Her "no symptoms on 2.5 mg" reasoning for escalating the dose is also the kind of logic that sounds reasonable on TikTok and is incomplete in a clinical context. Absence of side effects at one dose does not predict tolerability at the next. GI adverse events in SURMOUNT-1 were dose-dependent and most common during escalation phases.
What should you actually know?
Tirzepatide works. The clinical evidence is real. But the version being sold through compounding pharmacies like the one she's linking is not the same product that was studied in those trials, legally or practically. The FDA placed tirzepatide on its drug shortage list, which temporarily allowed compounding, but that designation has been contested and the regulatory status has shifted. As of early 2025, FDA moved to end the shortage designation, which has direct implications for the legality of compounding sources.
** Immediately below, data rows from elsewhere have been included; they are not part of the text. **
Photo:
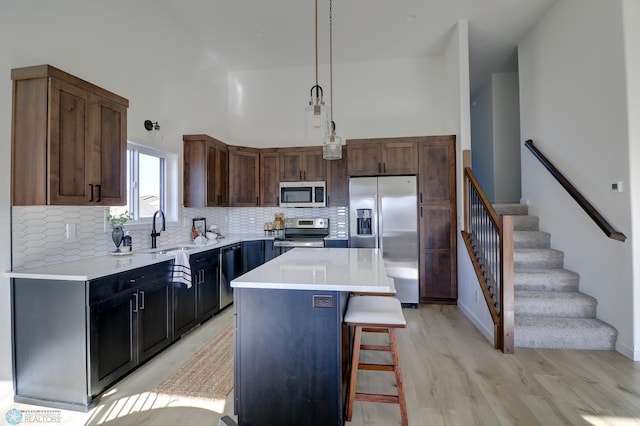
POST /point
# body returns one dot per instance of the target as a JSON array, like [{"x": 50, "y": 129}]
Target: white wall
[
  {"x": 482, "y": 137},
  {"x": 131, "y": 48},
  {"x": 457, "y": 67},
  {"x": 495, "y": 142},
  {"x": 573, "y": 105},
  {"x": 401, "y": 97},
  {"x": 506, "y": 131},
  {"x": 631, "y": 14}
]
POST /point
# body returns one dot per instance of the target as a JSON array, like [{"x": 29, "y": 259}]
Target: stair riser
[
  {"x": 588, "y": 341},
  {"x": 546, "y": 308},
  {"x": 549, "y": 280},
  {"x": 553, "y": 260},
  {"x": 531, "y": 239},
  {"x": 511, "y": 209},
  {"x": 526, "y": 223}
]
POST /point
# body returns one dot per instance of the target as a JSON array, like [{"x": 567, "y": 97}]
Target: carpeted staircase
[{"x": 550, "y": 311}]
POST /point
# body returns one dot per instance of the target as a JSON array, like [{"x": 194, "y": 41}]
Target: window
[{"x": 147, "y": 171}]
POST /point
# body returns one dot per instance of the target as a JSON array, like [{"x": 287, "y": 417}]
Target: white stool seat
[{"x": 374, "y": 310}]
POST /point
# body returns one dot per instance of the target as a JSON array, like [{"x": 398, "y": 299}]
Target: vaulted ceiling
[{"x": 266, "y": 34}]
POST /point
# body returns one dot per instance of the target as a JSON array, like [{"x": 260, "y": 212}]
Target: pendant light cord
[{"x": 333, "y": 126}]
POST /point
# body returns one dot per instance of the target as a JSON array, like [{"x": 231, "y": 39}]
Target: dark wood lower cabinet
[
  {"x": 291, "y": 358},
  {"x": 185, "y": 309},
  {"x": 73, "y": 339}
]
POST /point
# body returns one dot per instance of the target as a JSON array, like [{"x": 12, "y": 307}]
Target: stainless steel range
[{"x": 299, "y": 232}]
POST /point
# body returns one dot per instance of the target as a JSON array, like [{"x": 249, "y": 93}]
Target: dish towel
[{"x": 181, "y": 268}]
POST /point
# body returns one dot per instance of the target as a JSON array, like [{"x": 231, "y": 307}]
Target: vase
[{"x": 117, "y": 235}]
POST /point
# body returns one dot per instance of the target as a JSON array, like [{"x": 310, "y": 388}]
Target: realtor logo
[{"x": 13, "y": 416}]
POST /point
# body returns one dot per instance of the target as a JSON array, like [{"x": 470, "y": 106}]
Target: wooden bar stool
[{"x": 375, "y": 314}]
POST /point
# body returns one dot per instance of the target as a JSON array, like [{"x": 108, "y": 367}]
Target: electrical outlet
[
  {"x": 322, "y": 301},
  {"x": 70, "y": 230}
]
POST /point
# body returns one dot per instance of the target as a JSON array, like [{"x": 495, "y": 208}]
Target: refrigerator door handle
[{"x": 380, "y": 225}]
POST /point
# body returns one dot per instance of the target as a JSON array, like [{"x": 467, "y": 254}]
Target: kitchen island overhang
[
  {"x": 292, "y": 350},
  {"x": 321, "y": 269}
]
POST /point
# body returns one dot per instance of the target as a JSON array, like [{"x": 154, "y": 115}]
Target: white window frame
[{"x": 168, "y": 188}]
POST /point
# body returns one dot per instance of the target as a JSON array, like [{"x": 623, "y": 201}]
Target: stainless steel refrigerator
[{"x": 383, "y": 213}]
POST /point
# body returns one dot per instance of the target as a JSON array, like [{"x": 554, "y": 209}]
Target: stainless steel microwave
[{"x": 303, "y": 194}]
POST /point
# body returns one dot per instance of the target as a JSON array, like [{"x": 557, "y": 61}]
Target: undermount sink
[{"x": 167, "y": 250}]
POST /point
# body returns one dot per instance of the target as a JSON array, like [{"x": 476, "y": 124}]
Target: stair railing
[
  {"x": 489, "y": 241},
  {"x": 602, "y": 223}
]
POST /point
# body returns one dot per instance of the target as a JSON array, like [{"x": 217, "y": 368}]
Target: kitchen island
[{"x": 291, "y": 348}]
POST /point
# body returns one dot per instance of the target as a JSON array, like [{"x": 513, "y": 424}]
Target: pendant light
[
  {"x": 316, "y": 103},
  {"x": 332, "y": 144}
]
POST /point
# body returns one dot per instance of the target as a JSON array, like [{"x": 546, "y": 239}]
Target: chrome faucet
[{"x": 155, "y": 233}]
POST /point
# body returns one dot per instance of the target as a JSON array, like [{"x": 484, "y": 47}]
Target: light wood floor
[{"x": 452, "y": 376}]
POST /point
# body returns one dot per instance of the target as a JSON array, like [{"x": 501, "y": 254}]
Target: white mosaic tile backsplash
[{"x": 39, "y": 234}]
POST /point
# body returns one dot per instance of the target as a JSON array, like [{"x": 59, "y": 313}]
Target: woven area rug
[{"x": 208, "y": 374}]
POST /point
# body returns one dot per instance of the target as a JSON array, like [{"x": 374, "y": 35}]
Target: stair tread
[
  {"x": 546, "y": 279},
  {"x": 553, "y": 296},
  {"x": 564, "y": 333},
  {"x": 562, "y": 322}
]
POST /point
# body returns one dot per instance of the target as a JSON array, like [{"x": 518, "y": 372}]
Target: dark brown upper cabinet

Anyone watching this video and thinking about doing the same thing should know a few things. First, you need a legitimate prescription from a licensed provider. Second, the dose increments she describes are not standard. Third, a referral link to a peptide company in a TikTok bio is not medical guidance. If you want tirzepatide, talk to a licensed telehealth provider who can actually review your health history, not someone in a comment section.
- Compounded tirzepatide is not FDA-approved and is not verified as equivalent to Mounjaro or Zepbound.
- Self-escalating doses without provider oversight carries real GI and cardiovascular risk.
- A bio link to a compounding pharmacy is a commercial referral, not a clinical recommendation.